The Abduction(6)

By: Mark Gimenez

The other dads were running onto the field and bear-hugging their daughters. But not her dad. Sometimes, like this time, Gracie wanted him to be more like a dad and less like a big brother who played Nintendo with her and took her and Sam to Krispy Kreme every Saturday morning and giggled until it hurt when Mom caught them throwing water balloons from the balcony off her bedroom at Ronnie and the other boys rollerblading down the sidewalk, and whose worst threat of punishment was to eBay her. Just once, she wanted him to be a real father, to scoop her up and bear-hug her like he hadn’t seen her in years—to be her grownup manly DAD, for Pete’s sake! She looked for him.

“Stupid, stupid rat creatures! Lou, you tell those brain-damaged bagbiters I’ll take my IPO and go home!”

A shrill whistle interrupted John R. Brice’s rant. He glanced over to see the girls formatting themselves in a linear sequence in the middle of the field while the parents were forming parallel lines and joining hands overhead to configure an arch. Cripes, the victory arch, a post-game protocol that required social engineering, interpersonal contact with the other parents. John was thinking, Maybe I’ll give it a miss this week, when he spotted Gracie giving him the eye and gesturing for him to get out there! Beam me up, Scotty. He much preferred interfacing with AI systems over liveware, not that he was antisocial in the extreme; he was just uncomfortable (Elizabeth would say inept) when exchanging content in an offline mode, like most hackers who had spent the vast majority of their lives interacting with a cathode ray tube rather than with human beings. Part of the firmware.

He sighed and said to the phone, “Time out, Lou … the arch thing.”

John jogged over and joined camcorders and cell phones overhead with a GQ dude who was everything John was not: tall, handsome, Hollywood hair, athletic build, wearing a starched white shirt, a stylish tie knotted like he knew how, and a beeper clipped to his belt—a college jock upgraded to real estate, no doubt. Another football dad.

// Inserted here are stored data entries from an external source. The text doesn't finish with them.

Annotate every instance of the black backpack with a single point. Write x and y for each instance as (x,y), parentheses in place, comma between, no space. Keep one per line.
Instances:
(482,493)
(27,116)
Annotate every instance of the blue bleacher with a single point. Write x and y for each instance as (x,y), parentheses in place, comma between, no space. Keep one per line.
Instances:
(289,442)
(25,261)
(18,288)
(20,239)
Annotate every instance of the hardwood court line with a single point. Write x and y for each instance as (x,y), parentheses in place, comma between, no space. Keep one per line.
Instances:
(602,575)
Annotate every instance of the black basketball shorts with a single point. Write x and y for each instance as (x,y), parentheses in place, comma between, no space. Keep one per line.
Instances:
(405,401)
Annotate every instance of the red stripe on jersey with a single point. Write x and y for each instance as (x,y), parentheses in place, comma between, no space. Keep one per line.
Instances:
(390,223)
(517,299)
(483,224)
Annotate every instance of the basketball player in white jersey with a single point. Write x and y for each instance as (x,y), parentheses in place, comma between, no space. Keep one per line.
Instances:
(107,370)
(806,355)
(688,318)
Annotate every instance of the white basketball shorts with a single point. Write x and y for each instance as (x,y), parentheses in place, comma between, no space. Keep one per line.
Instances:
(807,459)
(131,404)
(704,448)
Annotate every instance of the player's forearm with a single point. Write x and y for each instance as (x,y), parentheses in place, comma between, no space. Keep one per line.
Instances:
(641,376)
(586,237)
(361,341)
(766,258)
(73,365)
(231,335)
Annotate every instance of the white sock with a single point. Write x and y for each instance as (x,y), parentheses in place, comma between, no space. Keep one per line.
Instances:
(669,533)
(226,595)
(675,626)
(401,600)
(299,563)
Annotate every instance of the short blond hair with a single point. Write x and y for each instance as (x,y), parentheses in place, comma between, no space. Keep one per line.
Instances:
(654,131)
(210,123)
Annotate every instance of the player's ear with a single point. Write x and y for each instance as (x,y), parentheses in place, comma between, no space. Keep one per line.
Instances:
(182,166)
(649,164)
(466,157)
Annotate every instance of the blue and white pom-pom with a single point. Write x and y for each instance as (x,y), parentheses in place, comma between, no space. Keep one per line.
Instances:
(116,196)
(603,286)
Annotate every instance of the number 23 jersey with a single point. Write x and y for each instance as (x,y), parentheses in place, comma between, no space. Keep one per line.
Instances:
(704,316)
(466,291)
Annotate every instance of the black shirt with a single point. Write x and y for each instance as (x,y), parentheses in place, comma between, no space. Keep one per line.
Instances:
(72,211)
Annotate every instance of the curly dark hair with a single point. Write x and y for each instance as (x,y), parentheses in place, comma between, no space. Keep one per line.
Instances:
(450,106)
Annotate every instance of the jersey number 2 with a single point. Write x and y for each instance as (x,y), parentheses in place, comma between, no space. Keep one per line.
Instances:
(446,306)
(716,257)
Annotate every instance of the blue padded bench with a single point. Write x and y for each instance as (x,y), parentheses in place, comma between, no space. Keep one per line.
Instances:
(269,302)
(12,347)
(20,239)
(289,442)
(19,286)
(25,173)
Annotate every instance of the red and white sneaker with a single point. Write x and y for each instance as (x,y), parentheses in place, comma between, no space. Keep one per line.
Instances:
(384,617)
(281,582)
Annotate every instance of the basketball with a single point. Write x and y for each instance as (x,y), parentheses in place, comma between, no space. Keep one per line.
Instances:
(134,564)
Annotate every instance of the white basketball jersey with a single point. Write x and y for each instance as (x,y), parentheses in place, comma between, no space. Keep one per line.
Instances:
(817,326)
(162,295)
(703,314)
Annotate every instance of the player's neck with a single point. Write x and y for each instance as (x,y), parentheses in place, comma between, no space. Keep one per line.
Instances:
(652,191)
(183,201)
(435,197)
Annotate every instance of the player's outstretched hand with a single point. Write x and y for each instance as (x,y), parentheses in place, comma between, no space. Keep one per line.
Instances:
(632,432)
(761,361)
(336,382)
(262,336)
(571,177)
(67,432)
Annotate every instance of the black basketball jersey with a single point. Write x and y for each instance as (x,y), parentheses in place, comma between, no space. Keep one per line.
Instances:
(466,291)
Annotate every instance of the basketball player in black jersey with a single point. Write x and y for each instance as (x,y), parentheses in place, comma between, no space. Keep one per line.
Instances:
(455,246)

“Great game, huh?” the dude said through outstretched arms.

“Yeah, great.”

“Who’s your girl?”

John sighed again. He never missed Gracie’s games, and he couldn’t help but enjoy himself, his daughter the star player, particularly since he had never been much of an athlete himself. Fact is, he was so lame at sports that back in grade school the girls were picked for the recess teams before he was. Little Johnny Brice. He was ten years old before he realized Little wasn’t his first name. Fast forward twenty-seven years and now Little Johnny Brice was standing in the middle of a soccer field across a victory arch from one of those guys who was picked first for every recess team and the dude’s asking him who his daughter is and his daughter is the best athlete on the field but he doesn’t want to tell this room-temperature-IQ lamer that because he knew all too well what was coming next. John braced himself.

“Number nine,” he said.


The dude’s thick eyebrows shot up, and he looked John up and down with that familiar bemused smile.

“Gracie’s your daughter?”

It wasn’t the first time John had suffered that bemused smile at one of Gracie’s games. Point of fact, it had become an every game thing ever since the football dads started attending the girls’ soccer games. Five years ago when Gracie had first started playing soccer, John had been the only dad at the games, the football dads no doubt thinking, What’s the point if the girls can’t even hit each other? But now, Elizabeth had informed him, federal law required gender equality in college sports, so girls were getting scholarships to play soccer, softball, volleyball, and just about every sport but football. And that had brought the football dads to their girls’ soccer games like sleazeware to cyberspace: Suzie might not be able to play middle linebacker at the University of Texas, but if her soccer skills could save dear old daddy tuition and room and board for four years, he’d dang sure make her games.

Problem was, these high-testosterone dads brought their football instincts with them to the soccer field, yelling and screaming and getting into fistfights with other dads whose daughters were trying to steal Suzie’s scholarship. The quest for college scholarships had turned youth soccer into a ruthless competition among the parents. So John always stayed to himself down the sideline and never commingled with the other dads, except for the post-game victory arch and the inevitable bemused smile. After next week’s game, John R. Brice would throw his narrow shoulders back, look the dude straight in the eye, and say, Dang right, she’s my daughter! And I’m a freaking billionaire!—a response guaranteed to wipe that bemused smile off his smug face. But this week Little Johnny Brice just shrugged.